JAG relieved of command for his handling of doctor's sex assault case
By ERIK SLAVIN | STARS AND STRIPES Published: February 17, 2011
YOKOSUKA NAVAL BASE, Japan -– The day after a federal class-action lawsuit was filed to force the Pentagon to change the way it handles rape and sexual abuse charges, the captain who oversaw a Navy doctor’s controversial sexual assault trial was removed from command for failing to preserve victim rights, the Navy confirmed Thursday.
Capt. Rex Guinn, commander of the Navy Region Legal Service Office Japan, was personally removed by Naval Legal Service commander Rear Adm. Nanette DeRenzi at Yokosuka Naval Base on Thursday, Navy spokesman Lt. Justin Cole said.
DeRenzi’s statement cited a “loss of confidence in his ability to command” after Guinn’s handling of the case against Lt. Commander Anthony Velasquez, a doctor who had been charged in 2010 with sexually assaulting at least 23 female patients while serving at Naval Air Facility Atsugi, Japan, and Camp Arifjan, Kuwait.
“The relief is a result of his failure to adequately resource, supervise, and oversee the Velasquez case,” DeRenzi said in her statement.
Velasquez spent only seven days in the brig after pleading guilty to two counts of wrongful sexual contact and two counts of conduct unbecoming an officer. In exchange for those guilty pleas, prosecutors dropped 29 other counts of sexual misconduct and related charges.
After the case’s conclusion, multiple victims expressed outrage to Stars and Stripes over what they said was a lenient sentence.
In handling the case, Guinn’s office did not properly follow guidelines set down by the Victim and Witness Assistance Program, according to an investigation initiated Dec. 27 by the Office of the Judge Advocate General. That investigation stemmed from an August probe by the Commander Navy Installations Command Inspector General that found similar faults with Guinn’s office, Cole said.
The Victim and Witness Assistance Program was introduced to the Navy in 1996 to keep victims informed and solicit their input on prosecutions.

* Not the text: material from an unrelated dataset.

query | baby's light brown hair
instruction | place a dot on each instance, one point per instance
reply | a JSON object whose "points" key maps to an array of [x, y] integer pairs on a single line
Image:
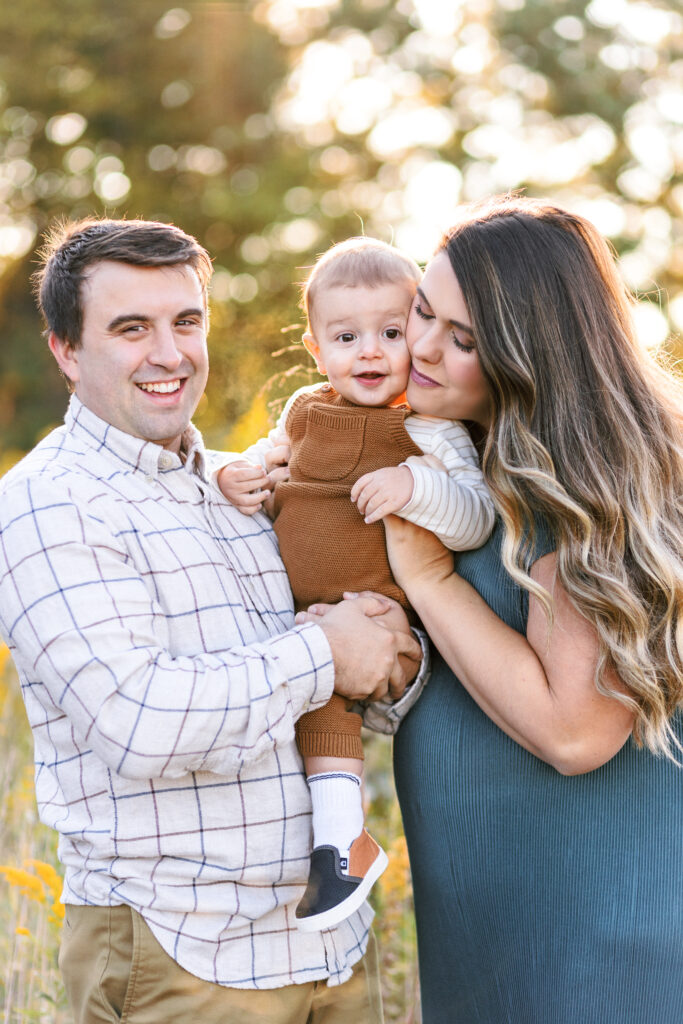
{"points": [[357, 262]]}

In the Velasquez case, the victims’ views on the plea deal “were not obtained and forwarded to the convening authority in any meaningful degree,” Cole said.
Victims were also sent misleading information regarding Velasquez’s sentence, according to an e-mail obtained by Stars and Stripes last year.
The e-mail sent to the victims, which included Guinn as the senior officer on the distribution list, told victims that a military judge had sentenced Velasquez to 24 months in prison, a $28,000 fine and pay forfeitures. The e-mail made no mention of the plea agreement that limited Velasquez’s brig time to seven days and exempted the financial penalties.
Seven other members of Guinn’s office received administrative action for their failure to uphold victim rights. Administrative actions vary, but often include reprimands, counseling and additional training. The Navy considers such actions as personnel matters protected by privacy laws and did not elaborate.
Guinn has been reassigned in the Yokosuka Naval Base area pending further action, Navy officials said.
When reached Thursday by Stars and Stripes, attorneys at the Navy Region Legal Service Office Japan in Yokosuka declined comment.
Guinn is being replaced by Capt. Dawn Tompkins, Cole said. Tompkins served as Special Assistant for Transformation at the Office of the Judge Advocate General.
Guinn is the second commanding officer to be relieved of command this year, following USS Enterprise commanding officer Capt. Owen Honors.
Guinn is a native of Fort Gibson, Okla., and attended the Boston College and George Washington University schools of law, according to a profile posted at classmates.com.
In 2007, Guinn prosecuted the conviction of Lt. Cmdr. Matthew Diaz, a Navy lawyer who leaked classified information about detainees at Naval Base Guantanamo Bay, Cuba.
The federal class-action suit was filed Tuesday by a group of U.S. veterans who say they were raped and abused by their comrades. They say servicemembers get away with rape and other sexual abuse, and that victims are too often ordered to continue to serve alongside those they say attacked them. The suit, which names Defense Secretary Robert Gates and his predecessor, Donald Rumsfeld, requests that an objective third party handle such complaints.